E. Lynn Harris, an author who helped familiarize the black community to a hidden “down-low” gay community, died Thursday of currently unrevealed causes. He was traveling on a tour for his latest book Basketball Jones.
Harris’s publicist Laura Gilmore noted that he had fallen ill Thursday night at the Peninsula Hotel in Beverly Hills, and then passed away. She also cited an unnamed recent “serious health setback.”
Born Everette Lynn Harris, he self-published his first novel Invisible Life after working for 13 years at I.B.M. as a closeted gay man. After being turned down by various publishing houses, Harris hit the pavement with his book in 1991, selling it to salons and beauty palors all over Atlanta. His hard work paid off because Invisible Life found its way to DoubleDay where it was published in 1994. DoubleDay has since published all 11 of Harris’s books, including one memoir: What Becomes of the Broken Hearted.

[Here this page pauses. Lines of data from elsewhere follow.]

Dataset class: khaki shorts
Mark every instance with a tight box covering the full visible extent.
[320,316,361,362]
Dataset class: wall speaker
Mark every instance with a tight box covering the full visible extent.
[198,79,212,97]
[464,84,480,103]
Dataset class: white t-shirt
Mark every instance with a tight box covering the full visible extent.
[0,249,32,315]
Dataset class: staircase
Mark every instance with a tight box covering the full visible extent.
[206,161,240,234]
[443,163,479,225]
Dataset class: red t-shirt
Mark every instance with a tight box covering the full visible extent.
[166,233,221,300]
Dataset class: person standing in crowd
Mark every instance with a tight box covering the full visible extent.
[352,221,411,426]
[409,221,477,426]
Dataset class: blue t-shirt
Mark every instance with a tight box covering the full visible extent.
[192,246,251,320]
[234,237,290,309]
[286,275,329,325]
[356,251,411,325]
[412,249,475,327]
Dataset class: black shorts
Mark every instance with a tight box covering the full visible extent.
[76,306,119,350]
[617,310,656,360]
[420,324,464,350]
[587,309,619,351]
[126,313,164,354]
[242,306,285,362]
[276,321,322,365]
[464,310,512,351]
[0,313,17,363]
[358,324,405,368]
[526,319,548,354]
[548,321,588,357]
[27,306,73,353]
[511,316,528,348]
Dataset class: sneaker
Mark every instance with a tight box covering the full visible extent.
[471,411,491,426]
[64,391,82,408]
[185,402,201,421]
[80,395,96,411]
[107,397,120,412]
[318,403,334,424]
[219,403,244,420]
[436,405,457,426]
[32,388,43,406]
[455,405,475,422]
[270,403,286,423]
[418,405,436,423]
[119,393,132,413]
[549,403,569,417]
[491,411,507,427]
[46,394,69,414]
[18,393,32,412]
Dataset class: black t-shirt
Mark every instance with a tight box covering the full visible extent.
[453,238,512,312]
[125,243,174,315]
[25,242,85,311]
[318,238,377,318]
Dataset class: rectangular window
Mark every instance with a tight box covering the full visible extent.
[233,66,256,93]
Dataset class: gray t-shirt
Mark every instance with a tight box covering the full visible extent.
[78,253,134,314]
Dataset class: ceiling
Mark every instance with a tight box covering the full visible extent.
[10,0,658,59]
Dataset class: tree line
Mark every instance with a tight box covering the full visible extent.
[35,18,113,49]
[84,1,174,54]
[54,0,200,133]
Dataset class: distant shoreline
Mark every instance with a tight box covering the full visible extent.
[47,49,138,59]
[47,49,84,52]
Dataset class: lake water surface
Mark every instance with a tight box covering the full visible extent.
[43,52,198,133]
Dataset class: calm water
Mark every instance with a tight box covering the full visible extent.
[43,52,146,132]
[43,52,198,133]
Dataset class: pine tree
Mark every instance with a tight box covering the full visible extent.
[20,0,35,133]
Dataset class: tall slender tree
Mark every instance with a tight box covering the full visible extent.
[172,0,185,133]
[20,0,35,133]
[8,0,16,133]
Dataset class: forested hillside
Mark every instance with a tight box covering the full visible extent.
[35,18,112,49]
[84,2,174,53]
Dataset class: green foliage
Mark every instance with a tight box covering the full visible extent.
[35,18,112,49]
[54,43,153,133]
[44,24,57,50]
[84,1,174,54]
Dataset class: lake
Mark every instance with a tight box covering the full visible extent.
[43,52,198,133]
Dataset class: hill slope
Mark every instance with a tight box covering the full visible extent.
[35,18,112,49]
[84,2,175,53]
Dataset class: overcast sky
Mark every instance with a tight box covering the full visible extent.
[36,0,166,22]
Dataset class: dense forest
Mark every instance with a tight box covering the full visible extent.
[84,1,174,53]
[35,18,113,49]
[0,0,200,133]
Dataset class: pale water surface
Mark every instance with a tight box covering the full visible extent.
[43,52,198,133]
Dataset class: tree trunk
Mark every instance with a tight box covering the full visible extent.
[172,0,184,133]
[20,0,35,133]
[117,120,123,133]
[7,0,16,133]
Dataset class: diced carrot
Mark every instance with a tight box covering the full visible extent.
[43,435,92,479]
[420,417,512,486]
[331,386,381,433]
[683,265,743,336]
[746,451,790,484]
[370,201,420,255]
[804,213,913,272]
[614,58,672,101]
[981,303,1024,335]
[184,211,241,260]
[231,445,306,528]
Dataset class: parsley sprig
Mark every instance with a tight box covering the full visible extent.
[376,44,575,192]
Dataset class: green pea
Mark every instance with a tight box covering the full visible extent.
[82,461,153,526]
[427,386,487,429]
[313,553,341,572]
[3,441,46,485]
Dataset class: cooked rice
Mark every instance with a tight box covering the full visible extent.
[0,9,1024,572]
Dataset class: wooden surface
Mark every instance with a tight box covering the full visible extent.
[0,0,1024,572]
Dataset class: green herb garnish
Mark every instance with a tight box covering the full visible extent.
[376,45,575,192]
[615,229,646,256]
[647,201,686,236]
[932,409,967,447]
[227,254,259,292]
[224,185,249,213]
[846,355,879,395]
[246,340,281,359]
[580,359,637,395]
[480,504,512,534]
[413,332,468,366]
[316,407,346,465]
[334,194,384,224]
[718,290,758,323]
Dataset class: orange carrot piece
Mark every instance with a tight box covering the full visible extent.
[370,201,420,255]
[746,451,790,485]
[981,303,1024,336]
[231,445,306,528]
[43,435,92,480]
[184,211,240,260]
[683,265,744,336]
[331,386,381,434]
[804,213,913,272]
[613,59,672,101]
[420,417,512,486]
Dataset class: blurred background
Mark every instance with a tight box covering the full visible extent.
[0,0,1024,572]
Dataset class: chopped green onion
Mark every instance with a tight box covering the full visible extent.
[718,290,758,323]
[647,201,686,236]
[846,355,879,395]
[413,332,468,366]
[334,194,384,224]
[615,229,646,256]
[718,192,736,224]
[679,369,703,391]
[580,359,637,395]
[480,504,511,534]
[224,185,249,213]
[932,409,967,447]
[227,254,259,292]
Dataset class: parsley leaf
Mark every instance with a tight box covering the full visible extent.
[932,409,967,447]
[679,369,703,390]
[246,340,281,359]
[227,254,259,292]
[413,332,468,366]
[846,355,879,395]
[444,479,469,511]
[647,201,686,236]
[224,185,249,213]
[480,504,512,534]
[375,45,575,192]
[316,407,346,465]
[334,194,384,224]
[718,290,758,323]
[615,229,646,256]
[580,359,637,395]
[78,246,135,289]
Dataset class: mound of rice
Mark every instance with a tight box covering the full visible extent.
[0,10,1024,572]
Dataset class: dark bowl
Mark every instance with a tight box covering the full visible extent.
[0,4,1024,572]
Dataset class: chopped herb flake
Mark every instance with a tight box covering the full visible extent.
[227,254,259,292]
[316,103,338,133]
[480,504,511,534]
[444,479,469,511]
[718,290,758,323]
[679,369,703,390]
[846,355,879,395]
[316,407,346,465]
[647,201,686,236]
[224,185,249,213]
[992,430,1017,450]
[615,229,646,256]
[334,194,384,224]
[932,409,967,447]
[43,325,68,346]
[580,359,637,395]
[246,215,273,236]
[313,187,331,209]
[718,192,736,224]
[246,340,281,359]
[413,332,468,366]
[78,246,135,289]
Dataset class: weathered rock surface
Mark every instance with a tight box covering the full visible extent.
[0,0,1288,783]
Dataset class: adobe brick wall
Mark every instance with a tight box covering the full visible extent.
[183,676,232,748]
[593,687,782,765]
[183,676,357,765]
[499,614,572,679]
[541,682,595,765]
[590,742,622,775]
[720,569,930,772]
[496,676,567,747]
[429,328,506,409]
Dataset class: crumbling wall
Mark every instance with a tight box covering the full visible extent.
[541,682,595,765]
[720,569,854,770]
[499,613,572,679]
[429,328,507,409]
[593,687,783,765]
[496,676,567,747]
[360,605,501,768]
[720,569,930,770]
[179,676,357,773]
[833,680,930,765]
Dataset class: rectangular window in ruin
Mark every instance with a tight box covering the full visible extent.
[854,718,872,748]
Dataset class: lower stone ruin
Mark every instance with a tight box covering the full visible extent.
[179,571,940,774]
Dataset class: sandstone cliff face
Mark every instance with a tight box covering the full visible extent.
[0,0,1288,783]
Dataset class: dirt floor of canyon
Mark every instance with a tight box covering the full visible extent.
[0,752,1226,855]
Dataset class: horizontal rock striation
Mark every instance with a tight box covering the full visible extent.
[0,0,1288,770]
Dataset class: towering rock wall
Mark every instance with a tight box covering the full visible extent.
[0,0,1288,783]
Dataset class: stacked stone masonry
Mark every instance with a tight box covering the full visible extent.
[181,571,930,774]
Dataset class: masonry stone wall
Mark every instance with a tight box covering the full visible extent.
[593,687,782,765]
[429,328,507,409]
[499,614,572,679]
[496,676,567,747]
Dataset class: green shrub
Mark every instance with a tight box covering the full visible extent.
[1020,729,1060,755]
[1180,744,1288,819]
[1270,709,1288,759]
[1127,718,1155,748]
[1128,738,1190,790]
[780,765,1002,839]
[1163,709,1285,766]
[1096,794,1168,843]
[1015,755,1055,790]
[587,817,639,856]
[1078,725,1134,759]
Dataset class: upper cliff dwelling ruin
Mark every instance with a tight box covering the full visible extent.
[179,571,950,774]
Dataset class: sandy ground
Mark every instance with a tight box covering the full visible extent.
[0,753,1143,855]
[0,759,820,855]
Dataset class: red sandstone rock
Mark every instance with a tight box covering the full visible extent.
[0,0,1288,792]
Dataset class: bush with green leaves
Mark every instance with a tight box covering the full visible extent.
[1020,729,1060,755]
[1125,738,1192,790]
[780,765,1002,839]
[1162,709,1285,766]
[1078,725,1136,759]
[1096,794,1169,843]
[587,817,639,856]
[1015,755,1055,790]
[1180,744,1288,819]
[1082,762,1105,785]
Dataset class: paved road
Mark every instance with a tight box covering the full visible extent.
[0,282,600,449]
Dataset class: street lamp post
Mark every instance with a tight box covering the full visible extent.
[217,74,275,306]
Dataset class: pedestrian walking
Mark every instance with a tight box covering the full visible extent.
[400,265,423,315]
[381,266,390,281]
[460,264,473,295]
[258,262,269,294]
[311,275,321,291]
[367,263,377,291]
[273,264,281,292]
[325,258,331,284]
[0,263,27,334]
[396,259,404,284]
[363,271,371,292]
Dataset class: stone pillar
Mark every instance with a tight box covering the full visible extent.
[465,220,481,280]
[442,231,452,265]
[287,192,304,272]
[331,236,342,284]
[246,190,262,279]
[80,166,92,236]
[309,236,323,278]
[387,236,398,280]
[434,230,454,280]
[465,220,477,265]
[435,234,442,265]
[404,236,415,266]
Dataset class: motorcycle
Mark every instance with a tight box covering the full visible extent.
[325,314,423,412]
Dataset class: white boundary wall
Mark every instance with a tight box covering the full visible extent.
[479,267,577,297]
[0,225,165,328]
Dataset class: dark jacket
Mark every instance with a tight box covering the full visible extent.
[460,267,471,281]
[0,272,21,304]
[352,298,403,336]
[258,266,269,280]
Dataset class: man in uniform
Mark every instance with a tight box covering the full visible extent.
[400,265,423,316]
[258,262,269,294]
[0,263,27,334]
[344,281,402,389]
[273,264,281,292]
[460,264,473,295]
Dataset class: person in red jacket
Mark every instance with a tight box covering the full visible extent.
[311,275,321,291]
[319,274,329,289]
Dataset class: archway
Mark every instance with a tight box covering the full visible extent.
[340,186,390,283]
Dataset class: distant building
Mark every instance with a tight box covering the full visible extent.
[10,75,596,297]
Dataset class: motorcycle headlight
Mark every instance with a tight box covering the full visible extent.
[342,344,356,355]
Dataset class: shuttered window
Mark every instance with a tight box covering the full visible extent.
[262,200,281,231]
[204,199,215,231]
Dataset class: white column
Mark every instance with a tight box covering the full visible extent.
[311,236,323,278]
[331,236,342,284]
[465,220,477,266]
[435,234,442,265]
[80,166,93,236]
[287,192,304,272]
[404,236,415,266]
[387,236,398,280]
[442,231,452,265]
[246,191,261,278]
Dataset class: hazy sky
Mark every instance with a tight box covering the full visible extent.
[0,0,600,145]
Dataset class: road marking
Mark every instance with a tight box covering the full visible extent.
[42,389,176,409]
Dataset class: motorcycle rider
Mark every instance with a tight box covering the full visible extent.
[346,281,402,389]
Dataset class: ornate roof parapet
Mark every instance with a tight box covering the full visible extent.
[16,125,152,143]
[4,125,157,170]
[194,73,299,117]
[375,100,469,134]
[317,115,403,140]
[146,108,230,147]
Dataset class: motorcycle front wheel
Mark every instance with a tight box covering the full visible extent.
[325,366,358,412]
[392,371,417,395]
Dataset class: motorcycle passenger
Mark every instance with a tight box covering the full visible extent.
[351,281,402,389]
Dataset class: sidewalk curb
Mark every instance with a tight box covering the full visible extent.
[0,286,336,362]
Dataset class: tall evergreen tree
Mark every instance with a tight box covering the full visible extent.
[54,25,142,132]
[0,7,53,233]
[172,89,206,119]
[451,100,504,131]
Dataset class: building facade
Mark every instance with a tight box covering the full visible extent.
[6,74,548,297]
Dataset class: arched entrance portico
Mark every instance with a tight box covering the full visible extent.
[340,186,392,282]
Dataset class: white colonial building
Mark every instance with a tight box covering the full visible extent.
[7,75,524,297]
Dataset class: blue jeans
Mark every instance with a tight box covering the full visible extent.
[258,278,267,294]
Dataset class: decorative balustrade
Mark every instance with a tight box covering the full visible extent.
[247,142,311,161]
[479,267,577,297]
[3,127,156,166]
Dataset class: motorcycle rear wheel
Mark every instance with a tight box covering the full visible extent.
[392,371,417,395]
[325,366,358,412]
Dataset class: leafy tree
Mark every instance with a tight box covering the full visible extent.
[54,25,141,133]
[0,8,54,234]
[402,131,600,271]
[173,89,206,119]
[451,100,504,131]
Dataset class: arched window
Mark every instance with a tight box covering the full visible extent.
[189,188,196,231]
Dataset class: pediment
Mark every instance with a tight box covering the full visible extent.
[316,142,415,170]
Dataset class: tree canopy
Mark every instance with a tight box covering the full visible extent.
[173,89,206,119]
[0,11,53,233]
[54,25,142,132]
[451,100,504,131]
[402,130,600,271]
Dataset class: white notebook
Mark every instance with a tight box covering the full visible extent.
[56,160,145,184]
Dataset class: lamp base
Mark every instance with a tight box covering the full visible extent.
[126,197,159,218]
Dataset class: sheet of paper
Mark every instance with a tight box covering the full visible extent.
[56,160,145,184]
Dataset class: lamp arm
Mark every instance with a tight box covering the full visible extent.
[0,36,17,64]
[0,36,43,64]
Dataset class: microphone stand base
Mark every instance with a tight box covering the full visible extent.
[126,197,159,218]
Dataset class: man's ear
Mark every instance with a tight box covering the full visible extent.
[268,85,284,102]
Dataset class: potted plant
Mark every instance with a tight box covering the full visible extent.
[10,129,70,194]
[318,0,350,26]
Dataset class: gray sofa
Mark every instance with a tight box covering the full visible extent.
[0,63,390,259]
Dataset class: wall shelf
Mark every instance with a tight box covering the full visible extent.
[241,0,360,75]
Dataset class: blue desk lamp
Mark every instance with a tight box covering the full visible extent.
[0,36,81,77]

Harris’s books were unique in that they weren’t just romance novels, or gay fiction, but dealt with a unique situation: a successful, professional gay black man living a heterosexual life and having secret affairs with men. While working at I.B.M. Harris experienced first hand the depression, loneliness, and pain this type of lifestyle can cause and his openness in addressing these issues helped many gay men and women and their families accept themselves and their situations. Thanks to Harris, many people found the courage to come out of the closet and the understanding to accept gay friends and family members.
“If you were African American and you were gay, you kept your mouth shut and you went on and did what everybody else did,” Harris said in an interview last year. “You had girlfriends, you lived a life that your parents had dreamed for you.”